Brett Heffernan, CEO, Brewers Association of Australia, said: “Instinctively, Australians know beer is a part of our national lifeblood. It’s a major ingredient in what brings families, friends, colleagues and entire communities together. But it is also a vital lubricant for our economy at national, state and local levels.”
State by state
Queensland, Victoria and North South Wales are the top beer contributors to the economy: at $4.9bn ($3.8bn USD), $4.5bn ($3.45bn) and $4.3bn ($3.3bn) respectively. New South Wales is the top employer in the sector with 30,735 full-time equivalent jobs, followed by Victoria (27,687) and Queensland (26,039).
Beer alone (without the contribution to the wider economy) supports 14,297 full-time jobs and generates $6.2bn ($4.76bn) in economic activity.

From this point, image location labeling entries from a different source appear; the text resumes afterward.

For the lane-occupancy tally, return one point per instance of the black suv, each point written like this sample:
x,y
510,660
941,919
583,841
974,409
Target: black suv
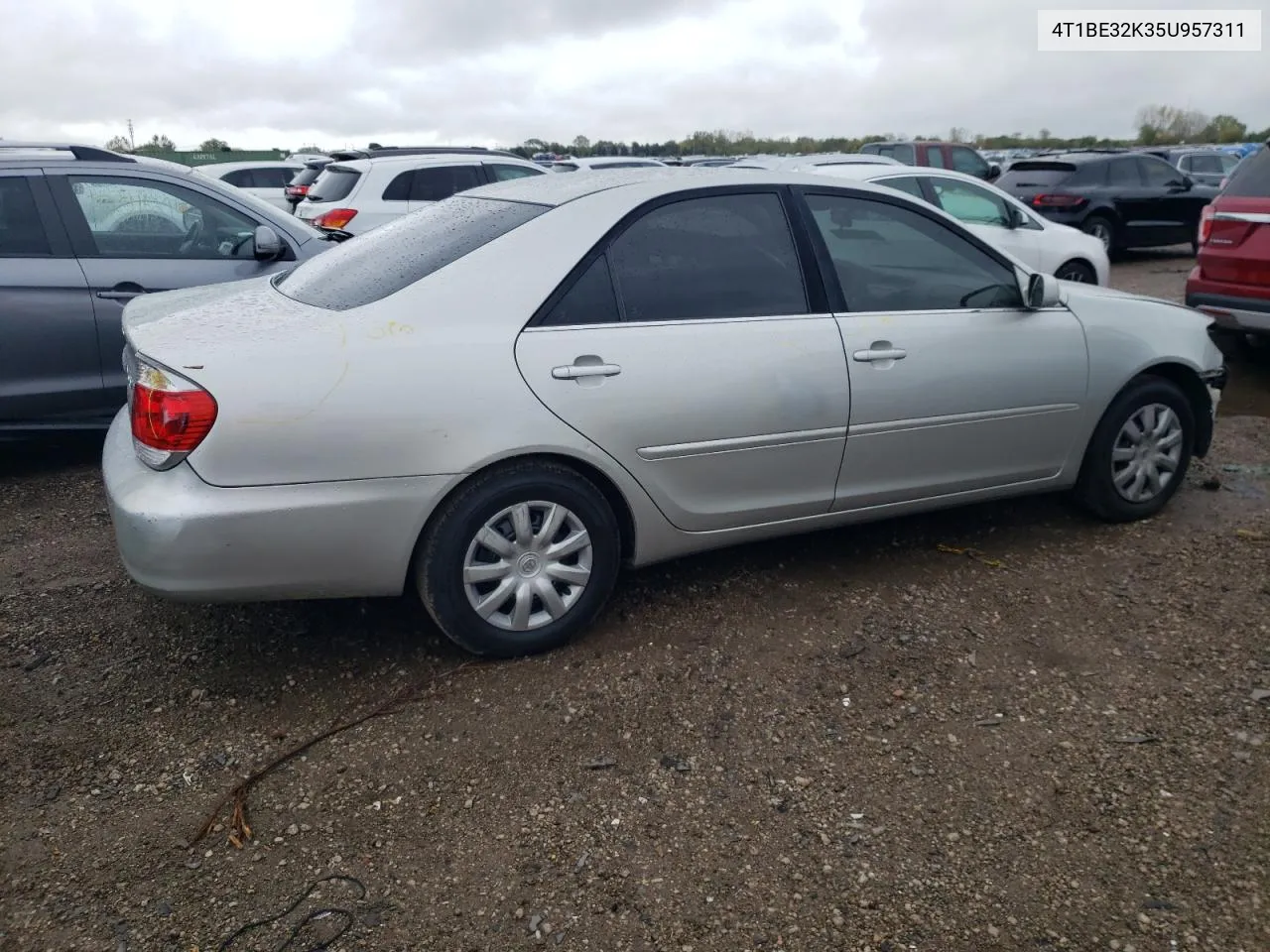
x,y
1128,199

“When you add in the jobs and economic inputs beer drives across agriculture (primarily barley and hops); the broader supply chain, including manufacturing, packaging and transport sectors; through to pubs, clubs, cafes, restaurants and retailers; beer production in Australia generates a massive 105,148 full-time equivalent jobs and $16.9bn a year to the economy,” said Heffernan.

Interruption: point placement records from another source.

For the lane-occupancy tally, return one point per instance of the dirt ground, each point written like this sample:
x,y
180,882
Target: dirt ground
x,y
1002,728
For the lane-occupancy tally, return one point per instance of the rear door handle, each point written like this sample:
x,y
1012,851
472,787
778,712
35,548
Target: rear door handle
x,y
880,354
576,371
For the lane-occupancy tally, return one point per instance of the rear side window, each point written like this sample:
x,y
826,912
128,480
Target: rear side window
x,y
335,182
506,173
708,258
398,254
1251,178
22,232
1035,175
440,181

For every direct full-time equivalent job making beer in an Australian brewery (3,954), a further 26.6 jobs are created elsewhere in the economy, according to data for 2015-2016 (the most recent full-year results available).
Beer contributed $3.8bn ($2.9bn) to the government, through $2bn in excise and $1.78bn in GST (goods and services tax).
The economic analysis for the Brewers Association of Australia was carried out by ACIL Allen Consulting.
The Brewers Association of Australia counts Coopers, Lion, and AB InBev subsidiary Carlton & United Breweries among its members.